Spurring such thoughts were recent communications from two readers about two reports and the response I received to the points raised by them.

One referred to a Chennai report about a girl drowning in an amusement park. Mr. Raghavachari of Annanagar, Chennai, pointed out that for petty thefts, the location and even photographs were published. The drowning in an amusement park was major news for parents who take children to such spots and they would be extra careful and be prepared during visits. Without the name of the amusement park, the report served no purpose. He wondered whether there was any hidden agenda behind its non-publication.

The second, from Mr. G. Radhakrishnan, a very perceptive reader from Thiruvananthapuram (all his communications raise important points which warrant attention), was about the report on a financial firm. It said: the report did not mention the name of the firm that was raided and against which police had registered a case. Why was The Hindu fighting shy of publishing the name? The report was very useful to the public, as it gave details of the modus operandi of the firm — it was running a money circulation scheme, which is banned under the law — but suppressing the name defeats the very purpose. This, in his view, was a dereliction of journalistic duty.

The Chennai reader's queries were forwarded to those in charge and the response I got was in effect this. There was no police case registered and mention of the amusement park would have led to legal action. Such frivolous and baseless allegations, questioning the integrity of the paper or the reporter, do not need a response.

The Thiruvananthapuram complaint surprised me because I had come across a news item on the raid, which named the firm and mentioned the cases being registered against the persons involved. (It came to my notice because one of those named wanted a clarification published.) The reply I got was that this report had appeared only in the Kochi city edition.

My learning process was continuing, as I mentioned in an earlier column. New aspects of law and journalistic practices were being revealed to me.

I was not aware of the fact a police case had to be registered to report a death and the place where it occurred. In this case, the girl's and her parents' identity was known; it was confirmed that she had drowned in an amusement park. What was the legal bar on reporting these bare facts, as long as no blame was laid on the park?

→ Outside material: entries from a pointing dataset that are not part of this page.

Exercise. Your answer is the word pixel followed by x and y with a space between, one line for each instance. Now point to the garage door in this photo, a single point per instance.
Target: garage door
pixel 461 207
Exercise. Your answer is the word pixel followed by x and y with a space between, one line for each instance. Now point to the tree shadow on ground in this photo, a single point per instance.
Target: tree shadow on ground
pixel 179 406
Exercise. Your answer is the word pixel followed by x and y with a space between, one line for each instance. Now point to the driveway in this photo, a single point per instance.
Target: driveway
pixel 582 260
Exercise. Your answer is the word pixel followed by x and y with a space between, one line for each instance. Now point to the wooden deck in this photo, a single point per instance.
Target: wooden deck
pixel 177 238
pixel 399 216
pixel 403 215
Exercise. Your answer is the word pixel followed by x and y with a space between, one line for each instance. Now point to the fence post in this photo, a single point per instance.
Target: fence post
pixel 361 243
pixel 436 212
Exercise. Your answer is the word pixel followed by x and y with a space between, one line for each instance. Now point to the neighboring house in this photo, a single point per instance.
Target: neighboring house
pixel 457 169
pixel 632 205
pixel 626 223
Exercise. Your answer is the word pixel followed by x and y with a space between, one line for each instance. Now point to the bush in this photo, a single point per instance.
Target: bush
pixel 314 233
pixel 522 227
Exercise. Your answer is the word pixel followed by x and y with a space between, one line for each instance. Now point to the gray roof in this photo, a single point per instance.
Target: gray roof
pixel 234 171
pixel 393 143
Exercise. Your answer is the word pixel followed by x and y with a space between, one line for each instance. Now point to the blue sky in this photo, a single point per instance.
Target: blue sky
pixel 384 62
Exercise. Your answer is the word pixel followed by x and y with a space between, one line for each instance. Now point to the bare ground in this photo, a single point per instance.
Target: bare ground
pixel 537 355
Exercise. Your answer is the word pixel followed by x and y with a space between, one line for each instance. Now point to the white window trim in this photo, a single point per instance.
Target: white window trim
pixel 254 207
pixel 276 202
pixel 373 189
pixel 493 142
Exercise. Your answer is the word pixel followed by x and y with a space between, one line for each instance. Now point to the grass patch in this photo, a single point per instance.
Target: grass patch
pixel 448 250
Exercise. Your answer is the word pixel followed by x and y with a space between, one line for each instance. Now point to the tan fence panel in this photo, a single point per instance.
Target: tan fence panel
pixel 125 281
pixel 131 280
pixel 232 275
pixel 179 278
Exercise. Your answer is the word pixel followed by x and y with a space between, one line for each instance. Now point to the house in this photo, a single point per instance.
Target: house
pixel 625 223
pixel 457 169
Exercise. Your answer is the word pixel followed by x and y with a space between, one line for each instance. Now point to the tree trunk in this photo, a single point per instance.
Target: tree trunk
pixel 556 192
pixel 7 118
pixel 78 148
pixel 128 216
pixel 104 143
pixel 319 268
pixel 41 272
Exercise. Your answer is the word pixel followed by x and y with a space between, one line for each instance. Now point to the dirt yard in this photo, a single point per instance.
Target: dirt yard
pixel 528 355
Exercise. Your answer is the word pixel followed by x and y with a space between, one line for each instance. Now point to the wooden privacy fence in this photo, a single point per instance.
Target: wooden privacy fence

This was the time of year — the summer vacation — when amusement parks attracted droves of children. The accident presented an opportunity to highlight the precautions visitors had to take, and the safety steps put in place by the managements. That would have been a public service and educative, without being a blame game.

One relevant point arises here: there was once a practice of not reporting arrests on cheating complaints. These being cognisable offences, arrests were made on such complaints, but often the charges had no basis or the case was not pursued. The arrests are reported and damage done to the person's reputation. How is this rectified when the charge is dropped? It rarely gets noticed. On similar grounds, reports of income tax raids omit details of the "discoveries" allegedly made and do not disclose the identity of the raided party despite the relevant authorities generally being free with such particulars.

As for answering the reader's "frivolous" charges, I have to revert to what I said earlier — remove suspicions in readers' minds. If you don't, the suspicions will only fester, affecting your credibility. A newspaper has to be right in what it does and convince the readers that it is. I quote from the APME paper: "Make basic newsroom processes courteous and efficient — answering the phone, responding to e-mail, answering questions, addressing complaints."

The answer regarding the Thiruvananthapuram complaint was revealing. News coverage has become so localised and compartmentalised that action against a high-profile company, with links to a large number of investors, was reported only in the city where it took place — when the rest of the media was going to town with it. Was the editorial team in Thiruvananthapuram not aware of the Kochi report and why did it keep the name out? This only reinforces my view that an overall perspective in presentation and production is what present day journalism most needs.